When you use Lightning in a SLURM cluster, it automatically detects when it is about to run into the wall time and does the following:

Saves a temporary checkpoint.
Requeues the job.
When the job starts, it loads the temporary checkpoint.

To get this behavior make sure to add the correct signal to your SLURM script

# 90 seconds before training ends
SBATCH --signal=SIGUSR1@90

Building SLURM scripts¶

Instead of manually building SLURM scripts, you can use the SlurmCluster object to do this for you. The SlurmCluster can also run a grid search if you pass in a HyperOptArgumentParser.

Here is an example where you run a grid search of 9 combinations of hyperparameters. See also the multi-node examples here.

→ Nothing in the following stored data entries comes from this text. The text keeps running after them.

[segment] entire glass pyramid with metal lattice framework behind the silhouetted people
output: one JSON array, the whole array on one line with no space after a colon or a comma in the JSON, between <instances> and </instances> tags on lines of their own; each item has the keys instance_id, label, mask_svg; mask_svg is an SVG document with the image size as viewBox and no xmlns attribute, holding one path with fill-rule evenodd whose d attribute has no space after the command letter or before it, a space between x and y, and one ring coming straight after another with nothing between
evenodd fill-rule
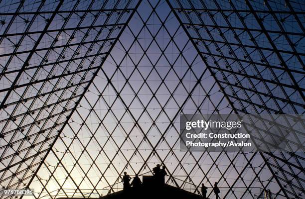
<instances>
[{"instance_id":1,"label":"entire glass pyramid with metal lattice framework behind the silhouetted people","mask_svg":"<svg viewBox=\"0 0 305 199\"><path fill-rule=\"evenodd\" d=\"M0 0L0 188L99 197L162 163L198 194L303 198L304 151L181 152L179 115L304 114L304 21L297 0Z\"/></svg>"}]
</instances>

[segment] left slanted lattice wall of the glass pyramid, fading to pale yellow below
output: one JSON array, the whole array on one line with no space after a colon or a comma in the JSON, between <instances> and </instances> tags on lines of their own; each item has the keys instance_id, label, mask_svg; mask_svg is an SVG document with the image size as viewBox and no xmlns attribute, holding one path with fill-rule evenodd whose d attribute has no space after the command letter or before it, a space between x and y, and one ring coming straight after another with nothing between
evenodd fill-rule
<instances>
[{"instance_id":1,"label":"left slanted lattice wall of the glass pyramid, fading to pale yellow below","mask_svg":"<svg viewBox=\"0 0 305 199\"><path fill-rule=\"evenodd\" d=\"M30 184L134 7L0 2L1 187Z\"/></svg>"}]
</instances>

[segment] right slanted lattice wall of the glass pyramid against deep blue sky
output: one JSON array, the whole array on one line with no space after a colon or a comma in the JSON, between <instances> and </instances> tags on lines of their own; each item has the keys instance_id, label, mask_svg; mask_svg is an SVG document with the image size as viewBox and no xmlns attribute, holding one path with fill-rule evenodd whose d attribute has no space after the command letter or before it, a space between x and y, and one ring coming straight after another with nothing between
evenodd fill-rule
<instances>
[{"instance_id":1,"label":"right slanted lattice wall of the glass pyramid against deep blue sky","mask_svg":"<svg viewBox=\"0 0 305 199\"><path fill-rule=\"evenodd\" d=\"M190 0L170 4L235 110L304 113L304 3ZM285 196L300 197L304 153L262 155Z\"/></svg>"}]
</instances>

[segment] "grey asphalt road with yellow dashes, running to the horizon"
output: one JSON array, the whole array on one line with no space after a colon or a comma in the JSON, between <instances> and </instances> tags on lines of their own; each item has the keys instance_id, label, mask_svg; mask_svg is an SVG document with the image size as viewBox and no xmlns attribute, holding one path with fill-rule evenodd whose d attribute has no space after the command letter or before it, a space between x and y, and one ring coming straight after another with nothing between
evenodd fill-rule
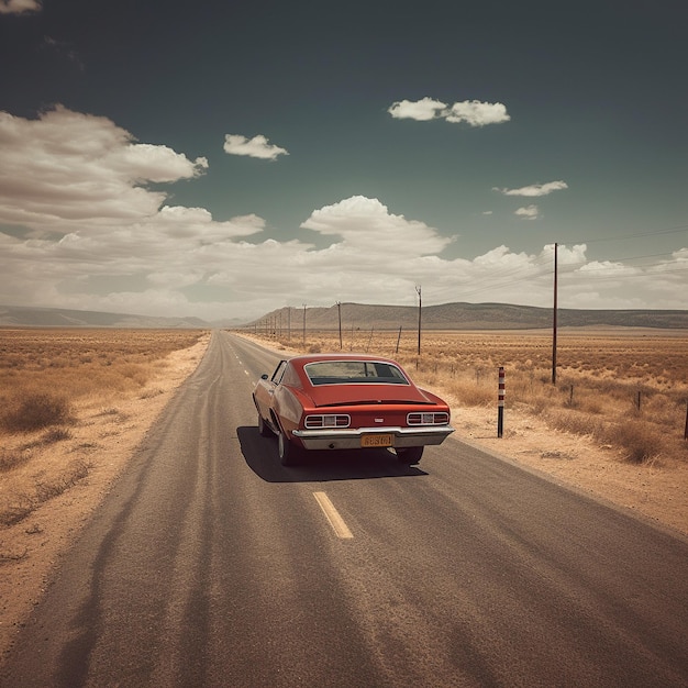
<instances>
[{"instance_id":1,"label":"grey asphalt road with yellow dashes, running to the horizon","mask_svg":"<svg viewBox=\"0 0 688 688\"><path fill-rule=\"evenodd\" d=\"M275 362L213 334L2 686L688 685L684 539L456 435L284 468Z\"/></svg>"}]
</instances>

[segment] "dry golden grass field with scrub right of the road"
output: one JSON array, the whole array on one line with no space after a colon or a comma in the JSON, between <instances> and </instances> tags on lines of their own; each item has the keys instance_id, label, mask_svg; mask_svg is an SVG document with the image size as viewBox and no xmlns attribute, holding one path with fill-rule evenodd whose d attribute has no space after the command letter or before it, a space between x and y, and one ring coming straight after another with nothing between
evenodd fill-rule
<instances>
[{"instance_id":1,"label":"dry golden grass field with scrub right of the road","mask_svg":"<svg viewBox=\"0 0 688 688\"><path fill-rule=\"evenodd\" d=\"M303 352L340 351L339 332L265 336ZM637 464L688 459L688 333L614 330L559 332L557 382L552 384L552 339L542 332L349 331L344 351L399 360L414 379L457 406L497 401L504 367L507 408L543 418L551 428L593 437Z\"/></svg>"}]
</instances>

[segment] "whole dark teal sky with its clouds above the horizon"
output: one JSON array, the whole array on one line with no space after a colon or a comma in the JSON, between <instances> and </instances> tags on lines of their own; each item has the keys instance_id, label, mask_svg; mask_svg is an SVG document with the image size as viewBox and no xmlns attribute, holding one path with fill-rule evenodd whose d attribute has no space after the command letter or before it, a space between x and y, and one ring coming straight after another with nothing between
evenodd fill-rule
<instances>
[{"instance_id":1,"label":"whole dark teal sky with its clouds above the horizon","mask_svg":"<svg viewBox=\"0 0 688 688\"><path fill-rule=\"evenodd\" d=\"M688 309L685 0L0 0L0 303Z\"/></svg>"}]
</instances>

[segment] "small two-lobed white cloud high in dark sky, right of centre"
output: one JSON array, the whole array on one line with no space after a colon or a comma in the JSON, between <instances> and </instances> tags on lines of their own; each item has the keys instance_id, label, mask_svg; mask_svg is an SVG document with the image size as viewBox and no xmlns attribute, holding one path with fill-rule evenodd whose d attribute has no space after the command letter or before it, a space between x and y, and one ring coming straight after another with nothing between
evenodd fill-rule
<instances>
[{"instance_id":1,"label":"small two-lobed white cloud high in dark sky, right of centre","mask_svg":"<svg viewBox=\"0 0 688 688\"><path fill-rule=\"evenodd\" d=\"M500 102L482 102L479 100L464 100L447 106L440 100L422 98L421 100L400 100L392 103L387 112L395 119L410 119L419 122L443 119L452 123L465 122L469 126L486 126L501 124L511 116L506 106Z\"/></svg>"}]
</instances>

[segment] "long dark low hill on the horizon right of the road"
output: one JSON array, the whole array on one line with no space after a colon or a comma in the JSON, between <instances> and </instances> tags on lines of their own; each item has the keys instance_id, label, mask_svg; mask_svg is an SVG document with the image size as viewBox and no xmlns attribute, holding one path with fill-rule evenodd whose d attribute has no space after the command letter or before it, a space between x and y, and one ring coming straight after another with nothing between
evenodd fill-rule
<instances>
[{"instance_id":1,"label":"long dark low hill on the horizon right of the road","mask_svg":"<svg viewBox=\"0 0 688 688\"><path fill-rule=\"evenodd\" d=\"M342 303L342 328L376 330L418 329L418 307L368 306ZM532 330L552 328L551 308L513 306L509 303L444 303L424 306L421 311L425 330ZM247 328L298 330L302 326L303 309L281 308L248 323ZM339 329L339 308L307 308L310 330ZM290 324L289 324L290 323ZM622 326L688 329L688 310L578 310L558 309L561 328Z\"/></svg>"}]
</instances>

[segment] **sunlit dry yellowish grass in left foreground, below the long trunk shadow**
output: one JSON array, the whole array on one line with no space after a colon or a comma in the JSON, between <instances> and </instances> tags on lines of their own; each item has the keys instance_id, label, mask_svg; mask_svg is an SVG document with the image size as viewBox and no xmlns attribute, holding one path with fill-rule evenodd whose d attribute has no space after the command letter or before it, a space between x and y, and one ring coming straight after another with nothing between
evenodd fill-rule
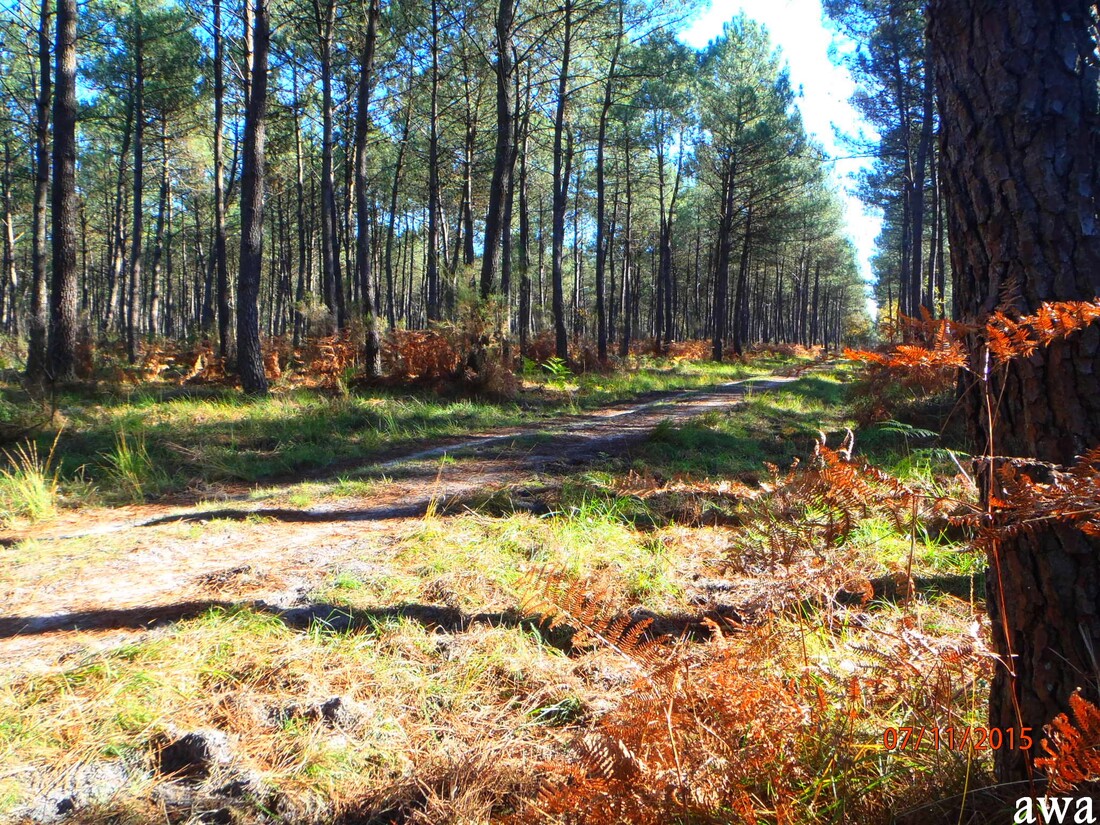
<instances>
[{"instance_id":1,"label":"sunlit dry yellowish grass in left foreground, below the long trunk shadow","mask_svg":"<svg viewBox=\"0 0 1100 825\"><path fill-rule=\"evenodd\" d=\"M158 741L212 728L229 735L234 768L260 778L263 806L295 821L400 806L425 816L455 789L465 801L449 821L487 821L508 788L529 781L518 760L538 756L541 738L530 712L583 691L571 670L517 629L480 626L452 638L396 619L333 632L212 610L57 673L7 682L0 754L6 765L58 774L124 755L151 768ZM330 719L317 708L333 697L342 710ZM19 801L13 782L0 789L0 799Z\"/></svg>"}]
</instances>

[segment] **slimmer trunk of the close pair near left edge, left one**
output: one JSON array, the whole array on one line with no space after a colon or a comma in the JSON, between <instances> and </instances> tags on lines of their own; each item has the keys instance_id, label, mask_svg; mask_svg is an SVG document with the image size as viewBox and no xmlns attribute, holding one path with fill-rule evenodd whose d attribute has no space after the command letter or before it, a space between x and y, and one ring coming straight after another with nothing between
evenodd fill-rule
<instances>
[{"instance_id":1,"label":"slimmer trunk of the close pair near left edge, left one","mask_svg":"<svg viewBox=\"0 0 1100 825\"><path fill-rule=\"evenodd\" d=\"M34 100L34 224L31 246L31 321L26 348L26 377L46 376L48 306L46 297L46 201L50 197L50 3L38 11L38 88Z\"/></svg>"}]
</instances>

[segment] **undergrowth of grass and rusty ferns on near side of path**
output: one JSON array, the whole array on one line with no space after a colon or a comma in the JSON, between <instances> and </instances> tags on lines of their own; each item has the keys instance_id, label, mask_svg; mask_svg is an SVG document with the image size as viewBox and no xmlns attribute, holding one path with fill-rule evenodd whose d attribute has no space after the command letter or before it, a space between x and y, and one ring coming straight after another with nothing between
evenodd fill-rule
<instances>
[{"instance_id":1,"label":"undergrowth of grass and rusty ferns on near side of path","mask_svg":"<svg viewBox=\"0 0 1100 825\"><path fill-rule=\"evenodd\" d=\"M0 682L0 756L148 766L164 737L224 730L262 780L234 803L240 822L922 821L922 805L991 781L988 750L884 739L985 724L981 525L965 446L906 417L909 402L859 426L853 377L803 375L663 425L626 457L447 503L386 540L342 534L288 610L234 597L227 574L224 604L197 617ZM231 408L233 449L272 403ZM309 403L400 426L391 399ZM160 461L170 420L112 424L144 432ZM1050 495L1087 503L1090 473ZM262 527L175 529L224 542ZM45 552L23 547L11 566ZM336 725L317 711L332 697L349 711ZM1074 710L1049 747L1080 763L1096 725ZM10 810L25 789L0 780L0 799ZM141 822L153 799L139 785L113 814Z\"/></svg>"}]
</instances>

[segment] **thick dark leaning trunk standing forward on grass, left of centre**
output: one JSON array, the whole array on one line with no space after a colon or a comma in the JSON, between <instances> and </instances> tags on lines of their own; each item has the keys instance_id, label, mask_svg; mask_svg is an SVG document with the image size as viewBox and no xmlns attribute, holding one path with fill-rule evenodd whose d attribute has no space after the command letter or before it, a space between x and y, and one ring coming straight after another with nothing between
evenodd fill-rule
<instances>
[{"instance_id":1,"label":"thick dark leaning trunk standing forward on grass, left of centre","mask_svg":"<svg viewBox=\"0 0 1100 825\"><path fill-rule=\"evenodd\" d=\"M237 276L237 369L250 395L267 392L260 348L260 274L264 248L264 138L267 118L267 0L254 0L252 82L241 166L241 264Z\"/></svg>"}]
</instances>

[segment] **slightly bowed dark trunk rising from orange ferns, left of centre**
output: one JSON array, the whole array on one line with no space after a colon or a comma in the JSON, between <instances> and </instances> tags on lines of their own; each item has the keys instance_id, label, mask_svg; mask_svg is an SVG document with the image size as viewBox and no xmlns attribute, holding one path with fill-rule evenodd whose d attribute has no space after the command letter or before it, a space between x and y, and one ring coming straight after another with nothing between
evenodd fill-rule
<instances>
[{"instance_id":1,"label":"slightly bowed dark trunk rising from orange ferns, left of centre","mask_svg":"<svg viewBox=\"0 0 1100 825\"><path fill-rule=\"evenodd\" d=\"M359 101L355 109L355 274L363 302L366 342L363 355L366 374L382 375L382 344L378 341L378 319L374 304L374 274L371 266L371 158L366 154L366 133L371 125L371 90L374 86L374 43L378 34L378 0L369 0L366 36L360 59Z\"/></svg>"}]
</instances>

# grid search 3 values of learning rate and 3 values of number of layers for your net
# this generates 9 experiments (lr=1e-3, layers=16), (lr=1e-3, layers=32),
# (lr=1e-3, layers=64), ... (lr=1e-1, layers=64)
parser = HyperOptArgumentParser(strategy='grid_search', add_help=False)
parser.opt_list('--learning_rate', default=0.001, type=float,
                options=[1e-3, 1e-2, 1e-1], tunable=True)
parser.opt_list('--layers', default=1, type=float, options=[16, 32, 64], tunable=True)
hyperparams = parser.parse_args()

# Slurm cluster submits 9 jobs, each with a set of hyperparams
cluster = SlurmCluster(
    hyperparam_optimizer=hyperparams,
    log_path='/some/path/to/save',
)

# OPTIONAL FLAGS WHICH MAY BE CLUSTER DEPENDENT
# which interface your nodes use for communication
cluster.add_command('export NCCL_SOCKET_IFNAME=^docker0,lo')

# see output of the NCCL connection process
# NCCL is how the nodes talk to each other
cluster.add_command('export NCCL_DEBUG=INFO')

# setting a master port here is a good idea.
cluster.add_command('export MASTER_PORT=%r' % PORT)

# ************** DON'T FORGET THIS ***************
# MUST load the latest NCCL version
cluster.load_modules(['NCCL/2.4.7-1-cuda.10.0'])

# configure cluster
cluster.per_experiment_nb_nodes = 12
cluster.per_experiment_nb_gpus = 8

cluster.add_slurm_cmd(cmd='ntasks-per-node', value=8, comment='1 task per gpu')

# submit a script with 9 combinations of hyper params
# (lr=1e-3, layers=16), (lr=1e-3, layers=32), (lr=1e-3, layers=64), ... (lr=1e-1, layers=64)
cluster.optimize_parallel_cluster_gpu(
    main,
    nb_trials=9, # how many permutations of the grid search to run
    job_name='name_for_squeue'
)

The other option is that you generate scripts on your own via a bash command or use another library.

Self-balancing architecture (COMING SOON)¶

Here Lightning distributes parts of your module across available GPUs to optimize for speed and memory.